There’s nothing quite as Irish as a mistrust of the English, a drunk priest and a fiddle. Ordinarily, a play that centres around a pair of old men, of which the youngest is an impressive 100 years old, would not see the light of day.
That’s what makes the Centaur Theatre’s most recent production, TRAD, such a great feat. Its playwright, Mark Doherty, has managed to bring to life a robust work full of colourful dialogue that tells an expansive and quintessentially Irish story.

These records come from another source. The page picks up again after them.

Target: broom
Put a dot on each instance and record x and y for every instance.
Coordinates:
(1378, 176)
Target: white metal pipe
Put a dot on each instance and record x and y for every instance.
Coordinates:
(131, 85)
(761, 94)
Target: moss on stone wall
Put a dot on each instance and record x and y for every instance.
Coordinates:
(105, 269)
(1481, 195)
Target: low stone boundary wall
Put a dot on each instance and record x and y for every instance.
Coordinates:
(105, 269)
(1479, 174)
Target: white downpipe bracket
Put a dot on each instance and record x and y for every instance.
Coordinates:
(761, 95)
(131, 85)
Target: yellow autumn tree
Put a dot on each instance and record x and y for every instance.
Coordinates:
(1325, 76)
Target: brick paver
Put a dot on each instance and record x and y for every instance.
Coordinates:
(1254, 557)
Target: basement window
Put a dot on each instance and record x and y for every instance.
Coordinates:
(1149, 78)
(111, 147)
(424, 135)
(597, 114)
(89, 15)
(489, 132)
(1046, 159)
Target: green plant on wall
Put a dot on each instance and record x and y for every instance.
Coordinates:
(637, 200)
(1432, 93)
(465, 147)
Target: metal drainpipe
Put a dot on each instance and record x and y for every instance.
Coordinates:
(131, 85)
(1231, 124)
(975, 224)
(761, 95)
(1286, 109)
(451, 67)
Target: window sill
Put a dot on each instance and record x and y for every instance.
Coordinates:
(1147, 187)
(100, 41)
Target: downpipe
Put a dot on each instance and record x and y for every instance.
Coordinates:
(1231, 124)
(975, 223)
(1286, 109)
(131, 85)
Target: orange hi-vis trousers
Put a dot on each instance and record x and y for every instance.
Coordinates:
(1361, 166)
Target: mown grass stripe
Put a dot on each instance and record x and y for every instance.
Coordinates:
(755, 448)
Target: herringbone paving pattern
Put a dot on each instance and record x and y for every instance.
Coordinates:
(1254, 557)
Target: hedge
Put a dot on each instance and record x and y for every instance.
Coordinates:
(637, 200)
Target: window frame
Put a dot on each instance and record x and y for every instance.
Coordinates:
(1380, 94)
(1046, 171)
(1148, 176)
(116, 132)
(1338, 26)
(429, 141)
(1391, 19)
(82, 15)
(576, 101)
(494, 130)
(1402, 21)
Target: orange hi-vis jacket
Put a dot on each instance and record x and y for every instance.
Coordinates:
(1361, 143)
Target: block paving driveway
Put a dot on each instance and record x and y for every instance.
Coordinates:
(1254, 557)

TRAD is the story of an Irish centenarian, Thomas and his father, Da. A series of laments on Da’s behalf about the impending end of his family line push Thomas to reveal that, although he never married, when he was a 29-year-old young lad, he fathered a child during a brief affair with a girl from another town. Without even the child’s name and with only the mother’s first name, Thomas and Da set out to find the youngest member of their family, a now 70-year-old son.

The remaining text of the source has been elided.